Jusqu'où iriez-vous ?



Pour terminer la semaine, voici une trouvaille de mon collaborateur Normand Boulanger qui a de quoi titiller toute personne avide de gratuité. L'idée est simple: demander à des gens des actions, par le biais d'une distributrice, pour qu'ils accèdent gratuitement votre produit, dans ce cas des chips à base de riz de marque Fantastic Delites. 

Je dois être honnête, j'ai illico adoré l'idée, mais après réflexion, de suis dubitatif. Est-ce manquer de respect envers ses clients ou prospects de leur faire performer des trucs absurdes en retour d'un gugusse à 3$? Est-ce exploiter une faille psychologique? Est-ce que le jeu en vaut la chandelle, autant pour la marque à long terme que pour ceux qui bénéficieront des emballages gratuits? Car à part démontrer un certain attachement des clients envers le produits, et donc par association ses bénéfices, cette tactique astucieuse ne fait que tester les limites du raisonnable. Et vous? Jusqu'où iriez-vous?

Les vieux (prise deux)





Quand j'ai écrit le billet Les vieux récemment, j'avais en tête cette publicité mais je ne pouvais en parler car le projet était toujours en développement. Depuis sa première diffusion lundi dernier, les réactions sont excellentes, surprenantes, je me suis même immiscé par le plus grand des hasards dans une discussion, lors de la mi-temps du match des Alouettes hier soir, où deux hommes commentaient positivement son orientation créative. Enfin, une autre publicité qui s'adresse aux personnes âgées, pour un autre client, est en chantier à l'agence et sera diffusée cet automne. Elle va dans le même sens, ludique, déjanté, du respect de l'intelligence des vieux. Si le pouvoir du publicitaire est limité, j'entends utiliser le mien à bon escient pour influencer le cours des choses à ma manière, humblement, pour le mieux, en favorisant toutefois toujours l'atteinte des objectifs commerciaux de mes clients. Entre temps, rendez-vous ce soir à la salle de chaises berçantes robotisées du Jardin des doyens, on finira la soirée avec un petit jello rafraîchissant!


Bravo à toute ma gang, spécialement à Félix Bernier, producteur et réalisateur ainsi qu'à Marie-Michèle Jacques notre directrice service conseil !

mardi 10 juillet 2012

La grande illusion



Les grandes marques ont compris qu'elles ne vendaient pas des souliers, de la gomme à mâcher ou encore une boisson gazeuse.
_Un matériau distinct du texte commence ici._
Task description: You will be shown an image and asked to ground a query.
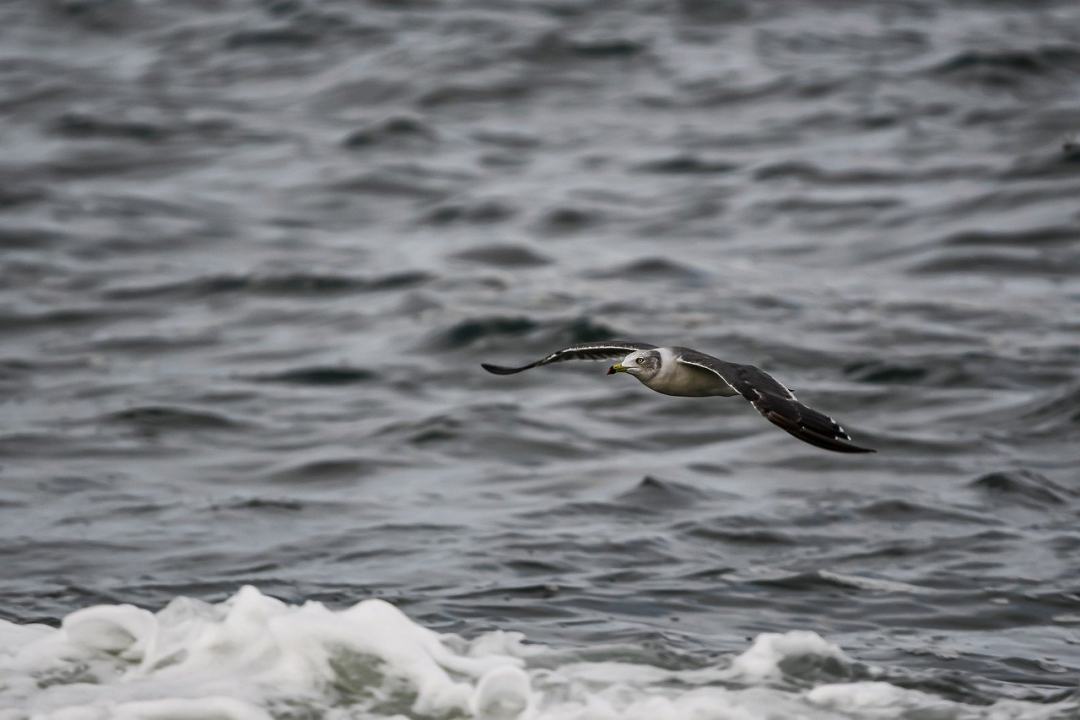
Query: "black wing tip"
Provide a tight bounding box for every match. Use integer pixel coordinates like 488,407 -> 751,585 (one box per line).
480,363 -> 525,375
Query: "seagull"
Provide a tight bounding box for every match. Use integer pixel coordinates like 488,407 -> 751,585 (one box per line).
481,340 -> 877,453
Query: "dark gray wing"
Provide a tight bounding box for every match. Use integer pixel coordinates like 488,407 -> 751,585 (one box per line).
481,340 -> 656,375
677,350 -> 877,452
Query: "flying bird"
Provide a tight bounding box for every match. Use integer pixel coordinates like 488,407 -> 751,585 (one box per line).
481,340 -> 876,452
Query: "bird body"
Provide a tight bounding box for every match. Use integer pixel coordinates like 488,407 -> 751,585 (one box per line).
611,348 -> 739,397
482,340 -> 875,453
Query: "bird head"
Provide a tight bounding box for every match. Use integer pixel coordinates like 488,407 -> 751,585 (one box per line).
608,350 -> 660,382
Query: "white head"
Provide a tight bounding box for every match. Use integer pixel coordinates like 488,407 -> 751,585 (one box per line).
608,350 -> 661,382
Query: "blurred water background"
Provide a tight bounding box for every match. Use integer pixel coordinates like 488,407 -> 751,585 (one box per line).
0,0 -> 1080,720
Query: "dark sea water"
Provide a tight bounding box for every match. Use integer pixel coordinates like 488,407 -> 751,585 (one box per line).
0,0 -> 1080,720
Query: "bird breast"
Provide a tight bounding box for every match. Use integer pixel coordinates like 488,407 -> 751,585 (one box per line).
642,348 -> 737,397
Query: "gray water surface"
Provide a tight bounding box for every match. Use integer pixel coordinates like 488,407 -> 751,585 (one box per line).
0,0 -> 1080,705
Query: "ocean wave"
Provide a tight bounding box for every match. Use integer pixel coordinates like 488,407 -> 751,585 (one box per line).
0,586 -> 1080,720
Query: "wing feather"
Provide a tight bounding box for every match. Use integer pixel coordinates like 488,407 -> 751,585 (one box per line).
481,340 -> 656,375
678,350 -> 877,453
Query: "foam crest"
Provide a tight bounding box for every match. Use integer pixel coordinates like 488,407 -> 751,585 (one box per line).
0,587 -> 1078,720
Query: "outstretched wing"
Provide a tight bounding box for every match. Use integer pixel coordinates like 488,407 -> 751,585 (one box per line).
677,350 -> 877,452
481,340 -> 656,375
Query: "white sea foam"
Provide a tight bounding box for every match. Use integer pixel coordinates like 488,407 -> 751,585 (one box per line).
0,587 -> 1080,720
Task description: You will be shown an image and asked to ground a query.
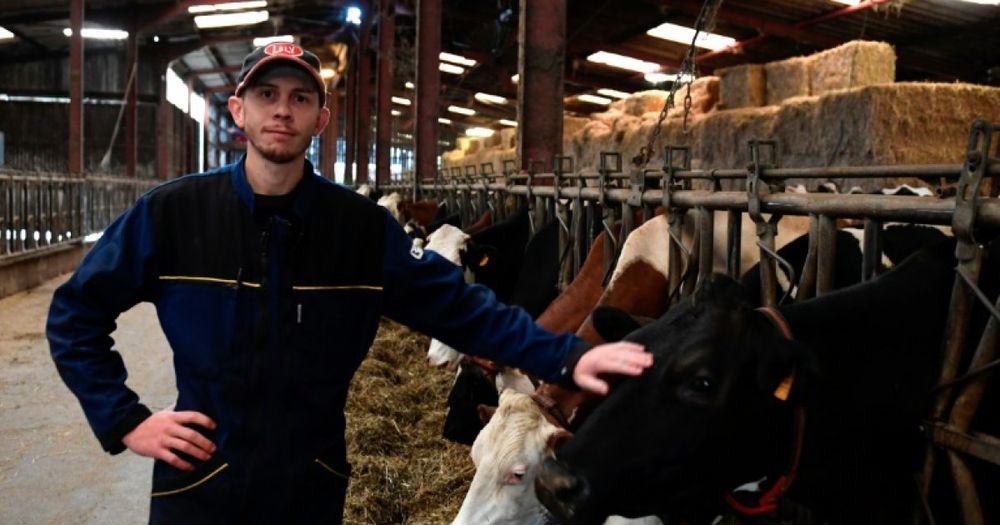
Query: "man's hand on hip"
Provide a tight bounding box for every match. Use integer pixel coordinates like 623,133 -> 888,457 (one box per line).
122,409 -> 215,471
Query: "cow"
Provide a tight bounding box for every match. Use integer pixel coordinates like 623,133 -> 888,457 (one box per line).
452,389 -> 661,525
536,240 -> 1000,524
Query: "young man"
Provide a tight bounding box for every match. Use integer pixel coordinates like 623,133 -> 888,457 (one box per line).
48,44 -> 652,525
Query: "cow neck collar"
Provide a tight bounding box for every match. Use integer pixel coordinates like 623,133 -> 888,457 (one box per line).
725,306 -> 806,516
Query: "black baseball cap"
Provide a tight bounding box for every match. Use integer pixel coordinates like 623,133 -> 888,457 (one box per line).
236,42 -> 326,107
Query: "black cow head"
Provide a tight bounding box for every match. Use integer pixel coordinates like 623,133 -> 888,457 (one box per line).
535,275 -> 813,523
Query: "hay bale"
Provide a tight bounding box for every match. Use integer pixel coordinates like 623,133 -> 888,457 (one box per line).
344,320 -> 474,523
805,40 -> 896,95
715,64 -> 766,109
774,82 -> 1000,191
764,57 -> 810,106
692,106 -> 781,169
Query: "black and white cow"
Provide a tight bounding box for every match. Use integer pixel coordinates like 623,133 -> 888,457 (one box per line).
535,236 -> 1000,524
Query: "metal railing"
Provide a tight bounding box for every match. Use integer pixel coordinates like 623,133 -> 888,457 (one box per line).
0,170 -> 159,262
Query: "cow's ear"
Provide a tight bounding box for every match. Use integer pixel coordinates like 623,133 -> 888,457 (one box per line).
590,306 -> 641,341
476,404 -> 497,427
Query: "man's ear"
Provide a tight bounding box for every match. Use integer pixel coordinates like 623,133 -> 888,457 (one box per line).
228,95 -> 245,129
313,106 -> 330,137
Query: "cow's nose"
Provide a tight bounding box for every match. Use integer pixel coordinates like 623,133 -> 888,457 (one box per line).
535,458 -> 589,522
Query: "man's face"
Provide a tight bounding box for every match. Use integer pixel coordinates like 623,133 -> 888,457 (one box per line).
229,70 -> 330,164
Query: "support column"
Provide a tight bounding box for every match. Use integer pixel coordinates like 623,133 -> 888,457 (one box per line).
344,46 -> 358,186
125,16 -> 139,177
67,0 -> 84,176
414,0 -> 444,179
375,0 -> 396,187
357,13 -> 372,184
517,0 -> 566,169
319,88 -> 340,180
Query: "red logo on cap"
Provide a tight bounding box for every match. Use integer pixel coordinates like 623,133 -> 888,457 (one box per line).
264,42 -> 302,57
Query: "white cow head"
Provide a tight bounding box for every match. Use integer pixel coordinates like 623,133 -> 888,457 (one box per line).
452,390 -> 568,525
425,224 -> 471,368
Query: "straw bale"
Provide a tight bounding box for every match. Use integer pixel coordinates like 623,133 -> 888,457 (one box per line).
715,64 -> 766,109
764,57 -> 810,106
692,106 -> 780,169
774,82 -> 1000,191
806,40 -> 896,95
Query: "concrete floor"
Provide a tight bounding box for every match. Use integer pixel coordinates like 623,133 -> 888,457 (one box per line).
0,276 -> 176,525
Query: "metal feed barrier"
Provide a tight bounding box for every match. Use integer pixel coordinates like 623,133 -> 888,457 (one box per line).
380,121 -> 1000,525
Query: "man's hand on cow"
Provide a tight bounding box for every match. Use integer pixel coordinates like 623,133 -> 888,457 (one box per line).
573,341 -> 653,395
122,408 -> 215,471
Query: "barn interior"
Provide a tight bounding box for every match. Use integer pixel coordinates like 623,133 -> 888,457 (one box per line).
0,0 -> 1000,524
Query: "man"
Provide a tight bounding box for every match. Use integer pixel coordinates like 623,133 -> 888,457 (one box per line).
48,44 -> 652,524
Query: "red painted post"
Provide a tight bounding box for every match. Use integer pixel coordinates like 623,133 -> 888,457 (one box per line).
414,0 -> 444,179
375,0 -> 396,185
517,0 -> 566,169
67,0 -> 84,176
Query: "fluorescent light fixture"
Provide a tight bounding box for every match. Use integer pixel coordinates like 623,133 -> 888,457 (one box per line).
194,11 -> 269,29
438,51 -> 476,67
587,51 -> 660,73
465,128 -> 496,138
253,35 -> 295,47
438,62 -> 465,75
344,5 -> 361,26
643,72 -> 694,84
576,95 -> 611,106
597,88 -> 632,98
646,22 -> 736,51
188,0 -> 267,13
63,27 -> 128,40
472,92 -> 507,104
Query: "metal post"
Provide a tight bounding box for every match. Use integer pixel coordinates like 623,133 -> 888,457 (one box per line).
414,0 -> 441,180
375,0 -> 396,187
67,0 -> 84,175
517,0 -> 566,169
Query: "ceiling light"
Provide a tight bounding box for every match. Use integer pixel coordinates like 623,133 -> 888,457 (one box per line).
473,92 -> 507,104
344,6 -> 361,26
188,0 -> 267,13
597,88 -> 632,98
194,11 -> 269,29
465,128 -> 496,138
438,51 -> 476,67
587,51 -> 660,73
646,22 -> 736,51
576,95 -> 611,106
253,35 -> 295,47
63,27 -> 128,40
438,62 -> 465,75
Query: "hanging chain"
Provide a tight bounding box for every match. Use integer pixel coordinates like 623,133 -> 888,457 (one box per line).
632,0 -> 723,168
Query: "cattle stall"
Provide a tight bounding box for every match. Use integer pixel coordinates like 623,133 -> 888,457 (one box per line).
381,120 -> 1000,525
Elles savent qu'au-delà du produit, elles proposent plutôt au consommateur une composante de son positionnement personnel, dans la mesure où l'expression de notre identité, dans un contexte de consommation débridée, passe par nos choix de marques, par la nature de nos achats. Est-ce absurde? Absolument. Mais c'est le quotidien de la majorité.

Les subtilités que nous pouvons apporter à notre image personnelle sont infinies et en constante mutation. Les goûts évoluent, collectivement, dictés par certains courants redoutables comme ceux de la mode et de ses empires. Mais ils sont aussi influencés par les contextes sociaux, moraux et politiques qui façonnent nos aires culturelles. 

La plus grande aberration dans toute cette histoire repose sur l'illusion de liberté que nous entretenons intimement, alors que dans les faits nous nous comportons de manière on ne peut plus prévisible, comme un troupeau conditionné à la valorisation et inspiré par les choix de consommation qui s'offrent à nous. Ce monde est la réalité. Nous, humains, avons incrusté en nous ce profond besoin d'être connecté à plus grand que nous, tout en exprimant notre part d'originalité. Nous choisissons notre caste en se croyant libre, alors que la réelle liberté serait de pouvoir choisir ou non d'opérer dans ce mode.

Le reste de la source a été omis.